Public Policy Projects (PPP) has, for 25 years, been at the forefront of the healthcare policy debate; as an independent policy institute chaired by former Health Secretary Rt Hon Stephen Dorrell, it is recognised as a leading policy organisation that works with thought leaders across both health and social care, pharmaceuticals and more recently genomics. PPP has made the policy framework around the provision of integrated services a central mission of its work, and is responsible for publication of the Integrated Care Jounral.

ICJ brings together leaders in health, social care, local government, policy and research to engage with the latest insights and analysis surrounding the future of health and social care in the UK. Content is produced by and for the very leaders tasked with delivering joined up care across the country – covering every facet of ICS development.

To spearhead its outcomes-based approach to content, ICJ has recently established an Editorial Advisory Board. The board oversees content production pipeline, ensuring that our articles are insightful, practical and credible. The board is made up of some the country’s leading health and care experts and features system leaders at the very forefront of UK integrated care.

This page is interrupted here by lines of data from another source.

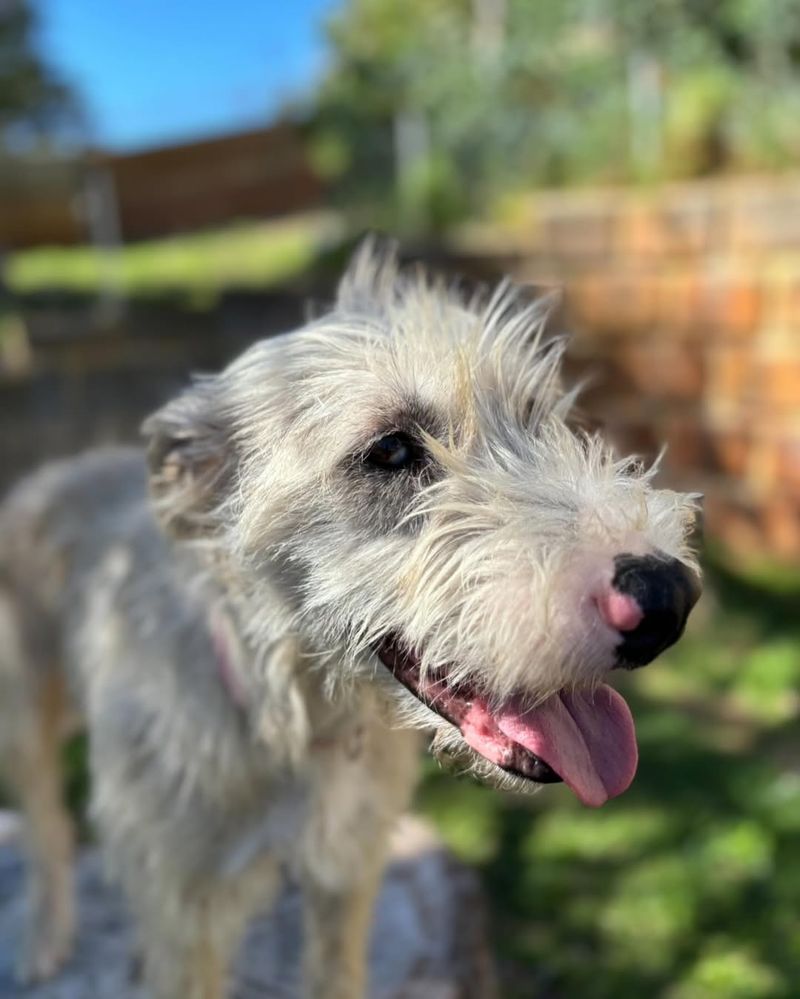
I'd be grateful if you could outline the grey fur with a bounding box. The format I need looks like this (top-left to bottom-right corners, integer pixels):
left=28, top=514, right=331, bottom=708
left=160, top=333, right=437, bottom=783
left=0, top=247, right=694, bottom=999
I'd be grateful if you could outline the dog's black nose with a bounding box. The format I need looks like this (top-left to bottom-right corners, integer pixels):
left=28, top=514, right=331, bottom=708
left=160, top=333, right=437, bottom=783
left=612, top=555, right=701, bottom=669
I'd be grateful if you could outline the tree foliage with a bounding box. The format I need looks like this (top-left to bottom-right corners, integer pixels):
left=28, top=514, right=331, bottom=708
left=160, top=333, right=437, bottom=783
left=0, top=0, right=76, bottom=149
left=318, top=0, right=800, bottom=224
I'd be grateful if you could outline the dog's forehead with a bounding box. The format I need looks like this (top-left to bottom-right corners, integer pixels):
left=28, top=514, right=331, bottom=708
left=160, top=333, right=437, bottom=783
left=304, top=290, right=545, bottom=423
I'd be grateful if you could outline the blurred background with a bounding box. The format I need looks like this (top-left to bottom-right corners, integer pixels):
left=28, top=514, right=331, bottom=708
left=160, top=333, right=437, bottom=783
left=0, top=0, right=800, bottom=999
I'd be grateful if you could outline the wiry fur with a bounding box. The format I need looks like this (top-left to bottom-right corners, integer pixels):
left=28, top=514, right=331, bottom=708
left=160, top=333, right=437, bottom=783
left=0, top=246, right=694, bottom=999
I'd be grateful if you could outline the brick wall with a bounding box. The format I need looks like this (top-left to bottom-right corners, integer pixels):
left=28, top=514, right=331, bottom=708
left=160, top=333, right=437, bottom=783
left=456, top=176, right=800, bottom=560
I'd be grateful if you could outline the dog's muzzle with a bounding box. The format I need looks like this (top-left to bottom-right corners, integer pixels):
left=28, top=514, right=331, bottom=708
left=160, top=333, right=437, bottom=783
left=601, top=554, right=701, bottom=669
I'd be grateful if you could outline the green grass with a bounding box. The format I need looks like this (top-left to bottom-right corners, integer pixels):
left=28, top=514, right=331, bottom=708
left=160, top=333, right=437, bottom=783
left=5, top=214, right=339, bottom=301
left=4, top=552, right=800, bottom=999
left=420, top=569, right=800, bottom=999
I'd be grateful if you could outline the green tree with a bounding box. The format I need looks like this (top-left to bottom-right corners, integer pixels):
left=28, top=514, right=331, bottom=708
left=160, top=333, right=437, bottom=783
left=318, top=0, right=800, bottom=227
left=0, top=0, right=78, bottom=149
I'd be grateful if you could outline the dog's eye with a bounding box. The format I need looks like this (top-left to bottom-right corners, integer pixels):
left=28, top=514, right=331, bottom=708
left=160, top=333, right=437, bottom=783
left=364, top=432, right=425, bottom=472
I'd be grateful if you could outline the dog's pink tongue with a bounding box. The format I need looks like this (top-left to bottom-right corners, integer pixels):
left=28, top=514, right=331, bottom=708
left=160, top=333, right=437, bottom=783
left=494, top=684, right=639, bottom=807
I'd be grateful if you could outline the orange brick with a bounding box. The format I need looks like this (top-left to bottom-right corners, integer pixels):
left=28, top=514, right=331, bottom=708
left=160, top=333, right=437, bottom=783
left=703, top=498, right=764, bottom=554
left=567, top=272, right=656, bottom=333
left=699, top=278, right=761, bottom=334
left=706, top=344, right=757, bottom=403
left=658, top=268, right=703, bottom=333
left=762, top=500, right=800, bottom=561
left=764, top=275, right=800, bottom=332
left=758, top=359, right=800, bottom=412
left=711, top=430, right=751, bottom=478
left=619, top=336, right=704, bottom=399
left=617, top=205, right=668, bottom=257
left=776, top=438, right=800, bottom=502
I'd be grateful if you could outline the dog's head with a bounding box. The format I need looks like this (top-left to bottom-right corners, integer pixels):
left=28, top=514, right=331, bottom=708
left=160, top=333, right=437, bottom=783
left=148, top=247, right=699, bottom=805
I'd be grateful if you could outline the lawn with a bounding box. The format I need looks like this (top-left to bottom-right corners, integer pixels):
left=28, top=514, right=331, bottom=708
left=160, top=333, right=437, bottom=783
left=7, top=563, right=800, bottom=999
left=420, top=556, right=800, bottom=999
left=5, top=213, right=341, bottom=302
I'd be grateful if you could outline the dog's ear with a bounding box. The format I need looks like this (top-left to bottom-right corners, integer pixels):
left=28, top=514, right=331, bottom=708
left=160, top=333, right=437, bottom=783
left=142, top=379, right=229, bottom=537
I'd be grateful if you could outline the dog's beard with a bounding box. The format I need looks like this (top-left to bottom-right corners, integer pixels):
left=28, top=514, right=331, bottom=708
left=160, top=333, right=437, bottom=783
left=375, top=636, right=638, bottom=806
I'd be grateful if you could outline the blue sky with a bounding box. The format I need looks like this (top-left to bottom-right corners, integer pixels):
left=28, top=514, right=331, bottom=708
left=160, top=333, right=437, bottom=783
left=36, top=0, right=340, bottom=149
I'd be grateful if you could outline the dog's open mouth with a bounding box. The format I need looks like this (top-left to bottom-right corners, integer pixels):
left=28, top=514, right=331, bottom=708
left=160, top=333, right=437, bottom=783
left=376, top=636, right=638, bottom=807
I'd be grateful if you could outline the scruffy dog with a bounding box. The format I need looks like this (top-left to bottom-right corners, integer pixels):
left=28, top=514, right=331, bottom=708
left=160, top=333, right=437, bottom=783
left=0, top=247, right=699, bottom=999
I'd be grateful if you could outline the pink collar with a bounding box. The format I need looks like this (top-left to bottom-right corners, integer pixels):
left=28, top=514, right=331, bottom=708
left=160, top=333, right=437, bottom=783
left=210, top=607, right=248, bottom=711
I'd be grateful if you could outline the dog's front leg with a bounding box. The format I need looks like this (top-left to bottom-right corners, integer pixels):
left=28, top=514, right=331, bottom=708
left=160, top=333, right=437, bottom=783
left=303, top=864, right=381, bottom=999
left=302, top=714, right=419, bottom=999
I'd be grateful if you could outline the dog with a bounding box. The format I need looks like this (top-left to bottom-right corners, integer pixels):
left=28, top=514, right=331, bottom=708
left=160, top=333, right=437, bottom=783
left=0, top=244, right=700, bottom=999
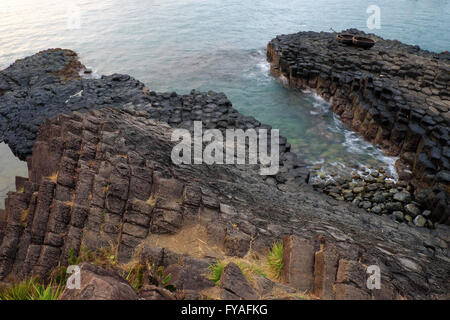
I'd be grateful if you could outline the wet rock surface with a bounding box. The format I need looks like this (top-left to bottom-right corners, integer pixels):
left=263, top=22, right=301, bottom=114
left=0, top=108, right=450, bottom=299
left=61, top=263, right=138, bottom=300
left=267, top=29, right=450, bottom=224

As part of its policy work for 2022, PPP is now seeking to establish a new Integrated Care Network which, alongside Integrated Care Jounral, will help provide ICS leaders with the policy guidance and support to make the best decisions for achieving improved patient health outcomes. PPP has already hosted a number of ICS related events, including a recent roundtable alongside IQVIA.

The start of this new Integrated Care Network work will begin with an ‘Integrated Futures’ roundtable series, beginning this Spring 2022, to mark the formal adoption of ICSs into law.

As part of the ‘Integrated Futures’ series, PPP will organise four roundtables focusing on the core areas of partnership between ICSs and healthcare providers which can deliver the greatest impact and benefit:

  • The future of healthcare data and the single patient record
  • The digital provision of healthcare
  • The improvement of diagnostics
  • The enhanced access to treatment and therapies

These roundtables will bring together both ICS representatives and leaders, together with healthcare partners at the forefront of working with ICSs to deliver on better care through innovation and improved access to data, digital technologies and enhanced treatments and therapies.

The Integrated Futures series will seek to position PPP as the forum for the high quality exchange of ideas and future policy, with those ideas intended to influence both NHS strategy and ICS leaders. As such, this will be an important forum for companies and organisations to be involved in, at a time when the future direction of ICSs both at a local and national level is still to be fully established.